The big idea in the latest Apple operating system -- OS X 10.7 -- better known as OS X Lion, is that it makes a Mac desktop or notebook more like an iPad. While that must have sounded brilliant in the planning stages, it has resulted in the least necessary OS X upgrade ever. No doubt experienced users will turn off or simply never use many of biggest features of the new OS.
Which isn't to say it isn't worth upgrading. The price is only $29, and it's good for all your household's computers. Apple isn't messing around with that family license anymore. Plus, Lion has over 250 new features, and many of the smaller ones are genuinely useful.
In creating OS X Lion, Apple's programmers brainstormed clever ways that the Mac operating system could look and feel more like their bestselling tablet.
Since they couldn't add a touch screen, they did the next best thing and added a variety of new touch gestures. If you're using a notebook, Magic Mouse, or Magic Trackpad, you'll likely appreciate the expanded number of gestures, even if some of them are a little hard to remember. (Show Desktop requires you to place your thumb and three fingers on the pad, then fan them outward.)
Launchpad: The new Launchpad give users an iPad-like view of all their applications.
Anyone who prefers using a mouse, however, won't be won over. While the gestures are useful to those stuck with a trackpad, using a mouse is simply more efficient.
Lion's new Mission Control screen shows all your Dashboard widgets (remember those), Spaces (again, remember those?), and open windows on one screen so you can quickly navigate to a different area. It's supposed to mimic an iPad's homescreen.
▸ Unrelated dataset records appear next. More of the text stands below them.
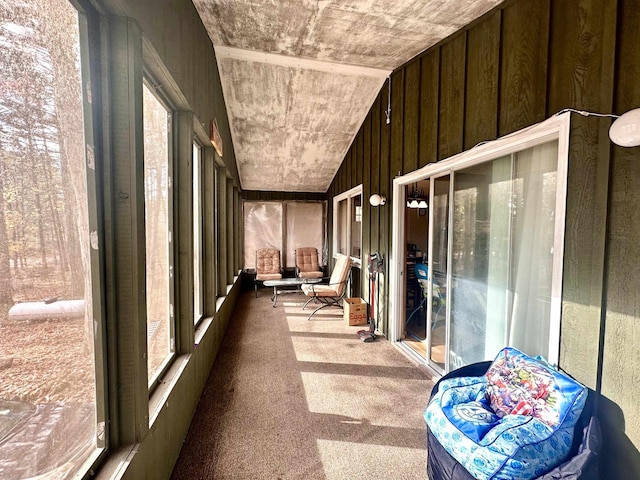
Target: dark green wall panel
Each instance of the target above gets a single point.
(483, 67)
(452, 82)
(411, 116)
(518, 65)
(397, 122)
(524, 50)
(429, 107)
The result though, is cluttered and unneeded. Similarly, the new Launchpad gives you a compact icon view of all the apps on your system, so you can choose one to open. It looks a lot like the app display on an iPad. In both of these cases, Mission Control and Launchpad, Apple has added highly graphic new ways of doing what the Dock already does, but not as well.
MissionControl: A hub for anything you've got going on your Mac, MissionControl lets you jump to another area quickly. (Graphic courtesy Apple.)
Consider that in the Dock, you can click your applications folder and get a text list of all your applications, allowing you to choose one quickly. The Launchpad, by contrast, can take up several screens (five on this reviewer's system) and requires a lot of scrolling to find what you're looking for. It's hard to improve on success, and the Dock already did it better.
To really make applications feel like apps, Apple introduced a system-wide full screen view (well, system-wide for Apple programs; other developers can choose to take advantage of it if they wish).
Previously seen in the latest version of iPhoto, this lets the user tap a double-arrow symbol in an application's top right corner to enter full screen view. Multi-touch gestures can then be used to scroll between applications.
On a notebook, where the screen is smaller, this can be useful. It lets you use every inch of screen real estate. But for those with larger monitors, it's simply unnecessary and will likely go unused.
What's the advantage, after all, of removing the Dock, desktop, and toolbar, elements you use to change programs and operate your computer?
Installing OS X Lion means taking a journey with Apple, letting its design experts take control of your system and drag you into a shiny new future. It's the game of Apple Knows Best that the company has been playing for years now, insisting that users adapt to an Apple way of doing things.